Marcuse fully accepts Russian foreign policy where it seeks conciliation with the West, because he feels that the East-West confrontation in the cold war has allowed the western nations to stabilize their economies by war spending and has further motivated European nations to accept US domination because of the need for unity against the “communist threat.” Because of this the western proletariat lacks class consciousness. Therefore the current situation is temporarily stabilized and the only dynamic for change will come with peaceful competition between the East and West. This will allow the Russian planned economy to outstrip the West and thus increase the attractive power of communism.
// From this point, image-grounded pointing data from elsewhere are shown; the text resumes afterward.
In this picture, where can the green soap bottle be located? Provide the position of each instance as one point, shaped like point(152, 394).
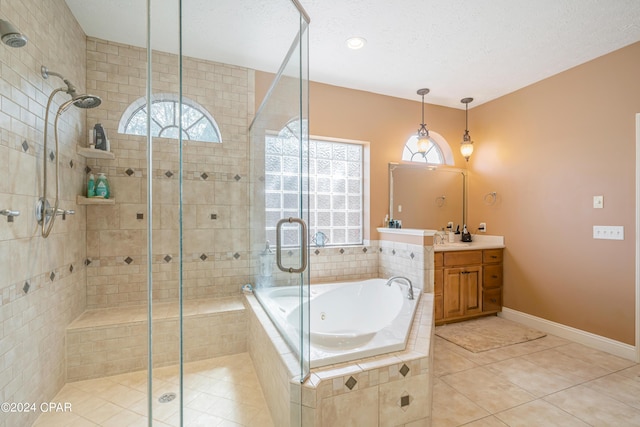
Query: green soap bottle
point(91, 186)
point(102, 187)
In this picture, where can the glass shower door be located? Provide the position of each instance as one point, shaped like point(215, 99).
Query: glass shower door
point(280, 202)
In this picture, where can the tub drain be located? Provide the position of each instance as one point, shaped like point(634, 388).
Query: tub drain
point(167, 397)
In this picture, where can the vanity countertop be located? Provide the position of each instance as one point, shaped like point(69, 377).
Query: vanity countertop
point(417, 236)
point(479, 242)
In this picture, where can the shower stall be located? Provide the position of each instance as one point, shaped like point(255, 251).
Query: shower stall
point(149, 282)
point(206, 221)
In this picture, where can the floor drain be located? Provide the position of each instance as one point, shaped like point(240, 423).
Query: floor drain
point(167, 397)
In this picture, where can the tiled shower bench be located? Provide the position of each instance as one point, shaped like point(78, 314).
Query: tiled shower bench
point(110, 341)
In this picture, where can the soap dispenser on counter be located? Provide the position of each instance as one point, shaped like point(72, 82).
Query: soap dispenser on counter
point(466, 236)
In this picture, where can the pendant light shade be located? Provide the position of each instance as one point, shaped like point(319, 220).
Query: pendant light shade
point(466, 146)
point(423, 132)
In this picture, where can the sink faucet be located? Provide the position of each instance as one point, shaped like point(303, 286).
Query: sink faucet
point(410, 293)
point(438, 235)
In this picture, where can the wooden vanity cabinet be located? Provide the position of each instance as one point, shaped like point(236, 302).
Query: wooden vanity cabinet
point(467, 284)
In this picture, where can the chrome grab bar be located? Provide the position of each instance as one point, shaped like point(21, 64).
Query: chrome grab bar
point(9, 213)
point(61, 212)
point(303, 247)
Marcuse hopes that with the rising standard of living in Russia abuses will be corrected and the distance between the people and the bureaucracy will be lessened economically and politically.

This book was first published in 1958 but a preface written in October 1960 has been added to the current paperback edition. In the preface, Dr. Marcuse mentions that we daily face the threat of nuclear war but that since the alternative of a nuclear war is fundamentally irrational he is not including this possibility in his analysis. Along with excluding the threat of nuclear war from consideration, he seems to also have excluded quite a few recent events. He neglects to mention the Cuban revolution. He dismisses the China-Russia debate as a minor dispute over whether a hard or a soft line is most convincing to the West. He brushes aside the Hungarian revolution as being intolerable to the Soviet Bureaucracy because it was a wedge for capitalism and was based on an insufficiently industrialized economy (failing completely to see in the revolution and the uprisings throughout Eastern Europe an indication of the resurgence of the international proletariat) .

The book remains two-dimensional because Marcuse discusses capitalist war preparations only as a response to threat of Russian aggressive attitudes. He leaves it tacitly understood that Russia’s aggressive poses are basically defensive since Russia has had to defend itself from capitalist encirclement since its inception. He makes a point of the fact that war is not in the interest of either the Russian people or the bureaucracy. However since he sees capitalism as essentially stable in this period he misses, for one, the whole dynamic of the colonial revolutions which are driving the bourgeoisie into one war after another. He fails to comment on the Greek Civil War, the Korean war, the Algerian war, the Guatemalan war, the Indo-Chinese war to cite some examples from the period before the main part of this book was written. Because of these serious omissions, Marcuse is unprepared for the revolutionizing impact of the colonial revolutions on the Western proletariat as seen both in the Belgian general strike, where the bourgeoisie tried to compensate for their losses in the Congo by reducing welfare benefits, and in the rising militancy of the American Negroes.

But despite its faults, Soviet Marxism has a contribution to make in its clear presentation of the trends in Soviet thought and policy, which the bureaucracy prefers to keep hidden.